Iran : les mollahs défient le Conseil de sécurité

©2006 20 minutes

— 

L'Iran ne se soumettra pas à "la pression et à l'injustice", a déclaré jeudi le président iranien Mahmoud Ahmadinejad, à la veille de l'écheance fixée par le Conseil de sécurité Nations unies pour qu'il suspende son enrichissement d'uranium.
L'Iran ne se soumettra pas à "la pression et à l'injustice", a déclaré jeudi le président iranien Mahmoud Ahmadinejad, à la veille de l'écheance fixée par le Conseil de sécurité Nations unies pour qu'il suspende son enrichissement d'uranium. — AFP

L'Iran persiste et signe. Loin de montrer les moindres prémices de coopération avec la communauté internationale, le régime des mollahs a multiplié ces derniers jours les provocations, alors que le délai fixé par le Conseil de sécurité de l'ONU pour suspendre son enrichissement d'uranium expire aujourd'hui. « Nous sommes un pays nucléaire. Nous ne nous soumettrons pas à l'injustice et à la pression. S'ils veulent violer les droits du peuple iranien, nous imprimerons le signe de la honte sur leur front », a ainsi déclaré hier le président Mahmoud Ahmadinejad.

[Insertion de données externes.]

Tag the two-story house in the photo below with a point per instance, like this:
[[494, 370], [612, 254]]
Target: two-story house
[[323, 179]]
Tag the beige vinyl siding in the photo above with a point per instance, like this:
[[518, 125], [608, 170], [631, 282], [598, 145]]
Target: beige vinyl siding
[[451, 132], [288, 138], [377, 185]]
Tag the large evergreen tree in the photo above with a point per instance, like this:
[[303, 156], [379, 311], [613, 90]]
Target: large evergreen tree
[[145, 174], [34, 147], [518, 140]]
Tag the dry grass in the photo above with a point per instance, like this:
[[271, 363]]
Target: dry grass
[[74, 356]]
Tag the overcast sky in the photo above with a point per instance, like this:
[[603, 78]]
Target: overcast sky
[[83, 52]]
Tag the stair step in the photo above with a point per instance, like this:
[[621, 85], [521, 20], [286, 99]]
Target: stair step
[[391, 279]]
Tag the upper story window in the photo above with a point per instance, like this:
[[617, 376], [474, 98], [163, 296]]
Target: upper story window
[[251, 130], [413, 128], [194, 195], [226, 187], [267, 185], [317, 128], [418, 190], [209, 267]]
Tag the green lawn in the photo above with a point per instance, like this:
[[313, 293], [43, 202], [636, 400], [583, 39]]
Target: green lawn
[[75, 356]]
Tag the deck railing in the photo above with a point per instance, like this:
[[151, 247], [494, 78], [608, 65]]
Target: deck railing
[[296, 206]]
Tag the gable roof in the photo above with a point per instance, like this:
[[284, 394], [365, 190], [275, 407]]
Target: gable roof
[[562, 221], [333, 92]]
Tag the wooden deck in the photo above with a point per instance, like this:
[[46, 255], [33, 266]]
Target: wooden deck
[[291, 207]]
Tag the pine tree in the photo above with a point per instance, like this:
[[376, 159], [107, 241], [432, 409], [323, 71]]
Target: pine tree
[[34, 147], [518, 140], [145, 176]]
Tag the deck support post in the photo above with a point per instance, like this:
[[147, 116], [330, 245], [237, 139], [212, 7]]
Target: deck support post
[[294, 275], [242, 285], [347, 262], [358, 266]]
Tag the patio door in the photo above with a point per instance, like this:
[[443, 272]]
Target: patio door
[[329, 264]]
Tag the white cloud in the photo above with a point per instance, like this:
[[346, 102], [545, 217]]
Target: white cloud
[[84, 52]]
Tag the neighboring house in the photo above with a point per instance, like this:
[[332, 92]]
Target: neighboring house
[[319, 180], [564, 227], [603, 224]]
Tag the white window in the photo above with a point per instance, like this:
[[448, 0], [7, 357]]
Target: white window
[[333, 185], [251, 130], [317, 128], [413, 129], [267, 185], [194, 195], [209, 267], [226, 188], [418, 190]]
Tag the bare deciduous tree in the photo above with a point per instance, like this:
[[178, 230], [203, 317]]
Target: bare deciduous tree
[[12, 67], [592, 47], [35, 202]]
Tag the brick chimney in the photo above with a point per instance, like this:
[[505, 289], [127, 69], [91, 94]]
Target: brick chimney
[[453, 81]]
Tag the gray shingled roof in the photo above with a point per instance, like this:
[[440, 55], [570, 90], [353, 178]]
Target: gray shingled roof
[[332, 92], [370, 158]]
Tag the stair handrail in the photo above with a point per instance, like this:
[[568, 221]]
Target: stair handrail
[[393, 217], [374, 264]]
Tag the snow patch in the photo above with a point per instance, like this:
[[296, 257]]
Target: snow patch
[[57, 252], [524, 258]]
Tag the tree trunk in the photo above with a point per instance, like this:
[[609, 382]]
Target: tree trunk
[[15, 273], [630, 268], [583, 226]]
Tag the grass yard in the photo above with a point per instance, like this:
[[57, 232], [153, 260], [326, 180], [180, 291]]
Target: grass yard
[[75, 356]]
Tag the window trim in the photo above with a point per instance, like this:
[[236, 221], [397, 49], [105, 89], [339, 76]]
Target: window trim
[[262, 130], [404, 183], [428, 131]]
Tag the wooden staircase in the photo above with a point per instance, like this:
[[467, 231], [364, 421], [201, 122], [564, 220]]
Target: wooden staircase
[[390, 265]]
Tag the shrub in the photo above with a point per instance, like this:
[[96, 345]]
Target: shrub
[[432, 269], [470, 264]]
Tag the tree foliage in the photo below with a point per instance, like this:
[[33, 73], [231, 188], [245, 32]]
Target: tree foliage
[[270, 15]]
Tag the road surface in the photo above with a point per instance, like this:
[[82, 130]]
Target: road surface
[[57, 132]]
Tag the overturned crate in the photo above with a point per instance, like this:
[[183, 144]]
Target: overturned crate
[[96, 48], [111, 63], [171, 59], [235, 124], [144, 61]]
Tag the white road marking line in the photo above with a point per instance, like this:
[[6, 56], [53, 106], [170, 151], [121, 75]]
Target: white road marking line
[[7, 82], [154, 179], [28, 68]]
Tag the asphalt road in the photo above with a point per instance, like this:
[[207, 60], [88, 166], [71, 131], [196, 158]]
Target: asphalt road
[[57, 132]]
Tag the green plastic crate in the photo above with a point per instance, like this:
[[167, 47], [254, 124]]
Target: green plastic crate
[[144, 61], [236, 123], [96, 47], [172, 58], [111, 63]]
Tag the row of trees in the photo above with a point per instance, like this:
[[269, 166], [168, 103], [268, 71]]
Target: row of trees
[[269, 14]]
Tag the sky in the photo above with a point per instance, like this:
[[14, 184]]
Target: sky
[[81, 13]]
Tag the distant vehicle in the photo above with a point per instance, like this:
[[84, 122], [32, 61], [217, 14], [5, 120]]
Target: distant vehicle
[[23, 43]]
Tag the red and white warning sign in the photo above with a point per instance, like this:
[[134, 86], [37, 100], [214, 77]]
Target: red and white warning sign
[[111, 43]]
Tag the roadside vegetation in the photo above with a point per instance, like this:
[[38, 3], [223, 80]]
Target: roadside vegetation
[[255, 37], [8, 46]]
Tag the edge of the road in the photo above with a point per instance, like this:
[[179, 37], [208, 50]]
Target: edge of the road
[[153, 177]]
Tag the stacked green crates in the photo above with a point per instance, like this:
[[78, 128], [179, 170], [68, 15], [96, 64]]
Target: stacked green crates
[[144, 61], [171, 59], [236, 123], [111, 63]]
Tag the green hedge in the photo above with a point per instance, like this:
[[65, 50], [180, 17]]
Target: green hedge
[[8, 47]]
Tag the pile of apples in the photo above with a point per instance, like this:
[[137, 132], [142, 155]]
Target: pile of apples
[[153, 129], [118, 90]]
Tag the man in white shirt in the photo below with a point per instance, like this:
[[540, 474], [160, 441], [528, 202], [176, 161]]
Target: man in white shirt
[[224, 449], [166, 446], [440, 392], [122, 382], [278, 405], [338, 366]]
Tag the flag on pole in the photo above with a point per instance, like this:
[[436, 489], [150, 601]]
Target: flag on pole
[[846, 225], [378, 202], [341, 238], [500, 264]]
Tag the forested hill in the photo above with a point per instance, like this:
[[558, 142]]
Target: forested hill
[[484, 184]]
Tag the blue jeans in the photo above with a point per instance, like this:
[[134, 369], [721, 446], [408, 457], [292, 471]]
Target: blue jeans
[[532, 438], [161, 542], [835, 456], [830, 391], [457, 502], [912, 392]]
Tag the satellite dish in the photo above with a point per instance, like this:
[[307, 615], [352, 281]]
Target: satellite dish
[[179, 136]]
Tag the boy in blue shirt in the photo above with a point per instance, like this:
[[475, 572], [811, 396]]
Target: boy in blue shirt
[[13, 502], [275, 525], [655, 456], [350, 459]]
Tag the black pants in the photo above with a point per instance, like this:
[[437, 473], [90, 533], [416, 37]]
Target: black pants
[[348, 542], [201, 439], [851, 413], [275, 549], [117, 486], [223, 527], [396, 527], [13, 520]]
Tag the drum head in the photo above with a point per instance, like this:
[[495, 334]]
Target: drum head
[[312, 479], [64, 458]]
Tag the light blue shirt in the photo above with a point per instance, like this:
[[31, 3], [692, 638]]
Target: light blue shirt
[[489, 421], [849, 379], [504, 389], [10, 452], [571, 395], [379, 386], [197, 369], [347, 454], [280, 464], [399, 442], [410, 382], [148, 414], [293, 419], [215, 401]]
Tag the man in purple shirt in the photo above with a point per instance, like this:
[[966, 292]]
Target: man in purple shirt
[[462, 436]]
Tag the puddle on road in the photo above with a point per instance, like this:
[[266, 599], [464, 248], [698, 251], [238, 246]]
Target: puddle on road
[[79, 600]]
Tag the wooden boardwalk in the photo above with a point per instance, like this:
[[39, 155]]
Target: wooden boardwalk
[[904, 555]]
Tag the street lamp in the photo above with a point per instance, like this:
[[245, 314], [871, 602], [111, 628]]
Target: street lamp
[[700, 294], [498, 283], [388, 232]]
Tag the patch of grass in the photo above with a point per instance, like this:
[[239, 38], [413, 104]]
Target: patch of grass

L'ultimatum de l'ONU n'est pas assorti de sanctions, mais les Etats-Unis ont fait savoir qu'ils chercheraient à en obtenir, avec l'appui de la France et du Royaume-Uni. Dès mardi, l'Allemagne et les membres permanents du Conseil (Paris, Moscou, Washington, Londres, Pékin) se réuniront à Paris pour décider de la marche à suivre. « Il ne faut pas compter sur une résolution du Conseil avant la deuxième semaine de mai », explique un diplomate. Ce nouveau texte aura pour but de rendre les demandes de l'AIEA (Agence internationale à l'énergie atomique) « obligatoires et plus contraignantes juridiquement ». C'est-à-dire que le document sera assorti d'une menace de sanctions. Pas de quoi encore inquiéter l'Iran.